The above study was three-fold: a) to determine which DL algorithm is best suited to extract features from images for the clinical case in question, b) to determine which clustering technique groups best the extracted features, and c) to segment the anatomical organs in each classified view-plane using YOLO8. Having five state-of-the-art DL algorithms we have applied them on our dataset to extract the features from images. After benchmarking the DL algorithms, we have established that the best suited for this case is DenseNet121. We have applied three clustering techniques to group the feature vectors obtained after using DenseNet121. After benchmarking the clustering methods, we concluded that mean-shift clustering performed the best.
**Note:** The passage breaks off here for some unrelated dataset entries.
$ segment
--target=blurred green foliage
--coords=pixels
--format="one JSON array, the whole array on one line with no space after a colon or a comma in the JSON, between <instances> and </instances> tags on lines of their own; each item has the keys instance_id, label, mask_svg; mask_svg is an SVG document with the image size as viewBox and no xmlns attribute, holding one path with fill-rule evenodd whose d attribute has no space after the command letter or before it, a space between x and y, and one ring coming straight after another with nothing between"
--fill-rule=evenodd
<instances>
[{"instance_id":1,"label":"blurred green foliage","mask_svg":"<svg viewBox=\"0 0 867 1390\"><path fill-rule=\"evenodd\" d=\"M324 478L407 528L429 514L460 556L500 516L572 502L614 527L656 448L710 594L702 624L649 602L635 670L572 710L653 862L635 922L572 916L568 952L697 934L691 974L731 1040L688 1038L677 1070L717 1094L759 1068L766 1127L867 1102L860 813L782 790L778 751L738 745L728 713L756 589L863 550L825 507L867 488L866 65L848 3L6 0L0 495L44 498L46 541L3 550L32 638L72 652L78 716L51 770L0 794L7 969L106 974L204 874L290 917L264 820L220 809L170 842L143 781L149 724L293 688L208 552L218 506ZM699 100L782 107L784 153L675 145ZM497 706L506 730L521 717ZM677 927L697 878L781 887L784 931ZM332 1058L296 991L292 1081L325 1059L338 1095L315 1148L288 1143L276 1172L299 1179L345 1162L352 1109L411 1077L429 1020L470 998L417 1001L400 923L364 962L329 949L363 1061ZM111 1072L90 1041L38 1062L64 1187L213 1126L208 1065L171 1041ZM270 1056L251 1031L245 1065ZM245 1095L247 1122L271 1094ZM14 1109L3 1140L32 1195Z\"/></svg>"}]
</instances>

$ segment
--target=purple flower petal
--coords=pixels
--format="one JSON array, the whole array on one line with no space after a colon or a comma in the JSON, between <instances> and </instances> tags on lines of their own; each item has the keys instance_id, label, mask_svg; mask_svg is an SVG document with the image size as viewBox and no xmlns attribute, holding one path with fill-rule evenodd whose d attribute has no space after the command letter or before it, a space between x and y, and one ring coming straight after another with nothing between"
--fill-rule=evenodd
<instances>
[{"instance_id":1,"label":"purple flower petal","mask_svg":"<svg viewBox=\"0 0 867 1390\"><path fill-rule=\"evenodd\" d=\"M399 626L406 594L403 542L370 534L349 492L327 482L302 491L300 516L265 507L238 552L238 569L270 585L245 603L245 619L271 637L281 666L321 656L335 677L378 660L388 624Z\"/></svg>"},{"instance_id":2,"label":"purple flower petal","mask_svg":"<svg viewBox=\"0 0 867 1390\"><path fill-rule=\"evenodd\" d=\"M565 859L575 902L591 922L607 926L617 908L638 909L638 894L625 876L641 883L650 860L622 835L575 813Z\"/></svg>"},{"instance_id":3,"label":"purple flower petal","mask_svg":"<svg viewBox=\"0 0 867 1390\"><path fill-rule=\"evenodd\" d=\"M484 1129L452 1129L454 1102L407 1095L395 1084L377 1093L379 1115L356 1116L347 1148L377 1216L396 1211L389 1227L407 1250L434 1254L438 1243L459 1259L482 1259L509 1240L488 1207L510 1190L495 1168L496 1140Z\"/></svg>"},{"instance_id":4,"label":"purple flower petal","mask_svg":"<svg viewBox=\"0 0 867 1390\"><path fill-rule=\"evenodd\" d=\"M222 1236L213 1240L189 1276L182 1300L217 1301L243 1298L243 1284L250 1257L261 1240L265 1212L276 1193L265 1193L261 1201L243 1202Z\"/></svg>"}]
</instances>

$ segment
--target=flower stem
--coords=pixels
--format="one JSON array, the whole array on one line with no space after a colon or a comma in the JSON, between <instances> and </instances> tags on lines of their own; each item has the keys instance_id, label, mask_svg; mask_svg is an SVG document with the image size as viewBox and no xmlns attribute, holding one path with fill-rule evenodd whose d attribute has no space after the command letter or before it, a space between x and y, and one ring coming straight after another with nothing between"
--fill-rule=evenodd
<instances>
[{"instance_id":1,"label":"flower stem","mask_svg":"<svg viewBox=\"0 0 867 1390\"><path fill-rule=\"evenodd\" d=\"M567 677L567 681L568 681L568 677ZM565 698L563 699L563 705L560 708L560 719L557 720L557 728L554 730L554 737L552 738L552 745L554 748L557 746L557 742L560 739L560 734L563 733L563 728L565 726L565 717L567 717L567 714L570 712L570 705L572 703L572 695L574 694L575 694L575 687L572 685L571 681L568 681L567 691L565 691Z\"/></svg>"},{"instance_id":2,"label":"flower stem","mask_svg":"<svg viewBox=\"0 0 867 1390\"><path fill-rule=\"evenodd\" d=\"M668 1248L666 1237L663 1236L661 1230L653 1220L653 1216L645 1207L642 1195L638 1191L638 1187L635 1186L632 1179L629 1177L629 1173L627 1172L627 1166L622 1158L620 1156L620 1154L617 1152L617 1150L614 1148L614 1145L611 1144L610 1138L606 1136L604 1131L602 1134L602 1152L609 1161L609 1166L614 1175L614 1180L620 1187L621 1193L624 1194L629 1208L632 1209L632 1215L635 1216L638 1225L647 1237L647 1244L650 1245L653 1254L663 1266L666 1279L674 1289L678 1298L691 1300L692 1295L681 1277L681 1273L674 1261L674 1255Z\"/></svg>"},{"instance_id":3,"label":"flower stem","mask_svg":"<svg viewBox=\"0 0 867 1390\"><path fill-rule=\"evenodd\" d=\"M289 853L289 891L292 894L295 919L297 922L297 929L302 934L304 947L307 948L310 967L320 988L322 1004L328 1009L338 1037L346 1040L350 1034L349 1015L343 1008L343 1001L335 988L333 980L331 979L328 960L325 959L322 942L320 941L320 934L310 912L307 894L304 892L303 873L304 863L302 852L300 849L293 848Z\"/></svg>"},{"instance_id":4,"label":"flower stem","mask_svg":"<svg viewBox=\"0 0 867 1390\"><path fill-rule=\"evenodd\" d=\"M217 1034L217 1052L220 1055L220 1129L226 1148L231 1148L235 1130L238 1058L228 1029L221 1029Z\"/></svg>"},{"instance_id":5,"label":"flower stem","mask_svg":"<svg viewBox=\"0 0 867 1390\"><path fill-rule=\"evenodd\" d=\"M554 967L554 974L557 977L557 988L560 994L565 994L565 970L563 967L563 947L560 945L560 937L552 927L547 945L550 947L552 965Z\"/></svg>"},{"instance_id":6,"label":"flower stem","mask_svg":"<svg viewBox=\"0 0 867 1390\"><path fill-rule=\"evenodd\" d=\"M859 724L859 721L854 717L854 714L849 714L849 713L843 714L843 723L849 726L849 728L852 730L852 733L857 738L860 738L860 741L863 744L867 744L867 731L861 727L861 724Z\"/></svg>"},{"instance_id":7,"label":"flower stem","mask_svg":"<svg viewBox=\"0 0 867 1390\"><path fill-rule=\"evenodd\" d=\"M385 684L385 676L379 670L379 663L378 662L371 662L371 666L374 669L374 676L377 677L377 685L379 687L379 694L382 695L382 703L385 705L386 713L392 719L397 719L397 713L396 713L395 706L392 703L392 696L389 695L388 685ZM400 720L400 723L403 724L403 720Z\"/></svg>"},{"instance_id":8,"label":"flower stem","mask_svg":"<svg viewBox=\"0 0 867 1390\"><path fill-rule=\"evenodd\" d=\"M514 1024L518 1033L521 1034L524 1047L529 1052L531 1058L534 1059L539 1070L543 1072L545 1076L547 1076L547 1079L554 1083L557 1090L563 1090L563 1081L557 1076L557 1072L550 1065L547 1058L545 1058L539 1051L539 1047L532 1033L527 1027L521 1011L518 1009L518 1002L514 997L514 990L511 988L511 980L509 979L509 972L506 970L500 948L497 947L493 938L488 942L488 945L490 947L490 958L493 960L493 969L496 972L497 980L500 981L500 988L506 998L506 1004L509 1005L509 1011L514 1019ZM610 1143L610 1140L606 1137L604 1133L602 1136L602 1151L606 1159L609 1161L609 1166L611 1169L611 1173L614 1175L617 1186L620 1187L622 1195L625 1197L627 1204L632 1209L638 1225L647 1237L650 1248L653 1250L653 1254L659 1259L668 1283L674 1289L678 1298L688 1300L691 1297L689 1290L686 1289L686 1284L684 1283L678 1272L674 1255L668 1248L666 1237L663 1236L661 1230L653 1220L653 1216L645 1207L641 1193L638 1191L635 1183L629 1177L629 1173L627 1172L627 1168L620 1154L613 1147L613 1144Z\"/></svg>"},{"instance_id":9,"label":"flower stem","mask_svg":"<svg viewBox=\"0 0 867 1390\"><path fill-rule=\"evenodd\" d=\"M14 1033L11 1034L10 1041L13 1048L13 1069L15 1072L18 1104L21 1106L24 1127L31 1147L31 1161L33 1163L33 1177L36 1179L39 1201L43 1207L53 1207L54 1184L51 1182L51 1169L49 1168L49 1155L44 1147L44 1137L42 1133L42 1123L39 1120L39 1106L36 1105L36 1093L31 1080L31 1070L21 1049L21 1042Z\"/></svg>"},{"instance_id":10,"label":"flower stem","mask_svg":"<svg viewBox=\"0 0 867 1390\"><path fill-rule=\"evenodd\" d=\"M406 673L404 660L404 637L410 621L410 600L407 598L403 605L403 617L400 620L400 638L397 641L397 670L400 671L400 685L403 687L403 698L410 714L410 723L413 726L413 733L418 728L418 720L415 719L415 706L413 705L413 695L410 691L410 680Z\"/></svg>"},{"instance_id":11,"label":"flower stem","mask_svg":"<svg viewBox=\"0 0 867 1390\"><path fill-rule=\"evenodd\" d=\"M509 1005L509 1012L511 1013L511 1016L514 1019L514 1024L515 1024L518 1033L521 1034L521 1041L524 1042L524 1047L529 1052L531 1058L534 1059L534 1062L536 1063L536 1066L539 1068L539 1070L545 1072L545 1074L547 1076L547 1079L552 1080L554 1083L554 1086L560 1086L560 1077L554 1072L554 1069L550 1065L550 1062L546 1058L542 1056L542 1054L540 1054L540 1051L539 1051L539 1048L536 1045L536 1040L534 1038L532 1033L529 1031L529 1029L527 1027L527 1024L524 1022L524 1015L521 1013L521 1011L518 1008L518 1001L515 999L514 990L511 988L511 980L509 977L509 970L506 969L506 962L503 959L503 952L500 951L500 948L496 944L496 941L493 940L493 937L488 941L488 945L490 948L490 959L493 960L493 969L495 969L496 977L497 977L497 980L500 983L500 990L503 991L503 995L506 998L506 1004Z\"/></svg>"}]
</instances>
We have used DenseNet121 and mean-shift clustering on a hold-out test and classified the images from one patient into the nine standard view planes of the fetal abdomen. Once we had the images classified, we applied YOLO8 and segmented the organs in each view plane. This AI powered decision support system proved to be efficient when applied onto this dataset. The AI system can be applied on other data after retraining.

The proposed AI powered decision support system is a promising step forward to signaling birth defects automatically. The system is able to detect correctly the view plane and the organs in that view plane. We proposed an intelligent tool that can assist unexperienced sonographers in performing second trimester fetal morphology scans. It should be noted that the system detected correctly the view planes and organs when applied on real time ultrasound movie. Future work will focus on another AI component of the system which will perform anomaly detection on the segmented organs. We have demonstrated the framework’s ability for a real-time localization of the abdomen view planes, and for a real-time localization of the organs in these planes.

Our approach is up-front and adaptable in different characteristics:

  • We proposed a statistical benchmarking analysis that provided a good discrimination between the DL and clustering methods.

  • The AI powered decision support system is easy to use and understand.

  • The system is flexible and can be adapted to other clinical cases.

Conclusions

We have proposed an AI powered decision support system that benchmarks different DL algorithms in the task of extracting features from 2D ultrasound scan images regarding second trimester fetal morphology. The extracted feature vectors are then clustered using three different clustering techniques. The results of the clustering process are once again statistically analyzed and the best performing method is used in the testing phase. We have compared our framework with YOLO8 on hold-out test images and demonstrated that our method outperforms YOLO8 in view plane classification on this particular dataset. Finally, YOLO8 was used to segment the organs on real-time ultrasound movie. The results of the systems are promising, and the design is straightforward.

Future work might lie in:

  • Extending the study to other body zone: skull, limbs, etc.

  • Using other DL and clustering algorithms.

  • Designing an engine control unit that runs the AI system on a whole fetal morphology scan.